Steiner-Leach, a senior studying geosciences with a geology emphasis, had the opportunity to travel to South Africa last summer to participate in fieldwork measuring the multiple sulfur isotope signature of the geological formation, Bushveld Igneous Complex. At Boise State, Steiner-Leach also has looked at the temperature-time histories of lower crustal xenoliths from South Africa, under the guidance of his mentor, geosciences professor Mark Schmitz.
Now, thanks to the GFRP, Steiner-Leach is deciding between four highly competitive doctoral research programs.
“The NSF GRFP Fellowship now gives me the flexibility to make my decision based on the mentor and project, rather than by who has funding,” Steiner-Leach said. “This is an incredible opportunity to really get some good research done and published while in my graduate program.”
Senior materials science and engineering student, and fellow McNair Scholar, Hernandez will be using his GRFP fellowship to attend an electrical engineering doctoral program at Princeton University.
“With the help of the fellowship, I now have four years of full funding at Princeton,” he said.
Hernandez spent his Boise State undergraduate career applying ab-initio methods through computational codes to model material systems and their properties, under the mentorship of Boise State assistant materials science and engineering professor Lan Li and Eric Cockayne from the National Institute of Standards and Technology.

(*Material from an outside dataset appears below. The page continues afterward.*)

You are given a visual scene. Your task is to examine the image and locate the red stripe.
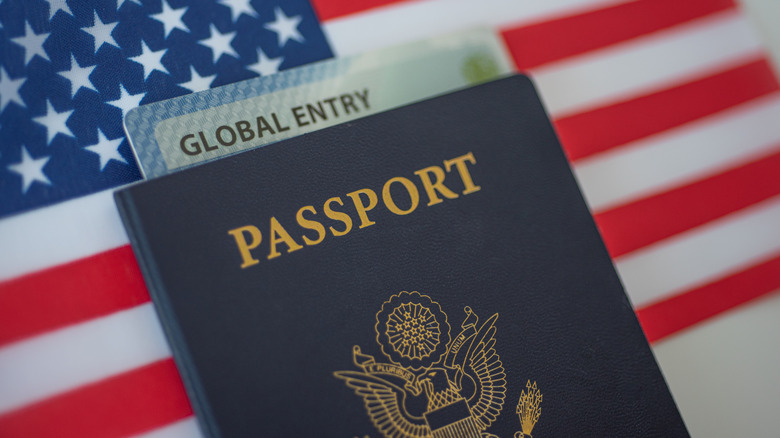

As the oldest graduate fellowship of its kind, the GRFP has a long history of selecting recipients who achieve high levels of success in their future academic and professional careers. The reputation of the GRFP follows recipients and often helps them become life-long leaders that contribute significantly to both scientific innovation and teaching. Past fellows include numerous Nobel Prize winners, U.S. Secretary of Energy Steven Chu, Google founder Sergey Brin and “Freakonomics” co-author Steven Levitt.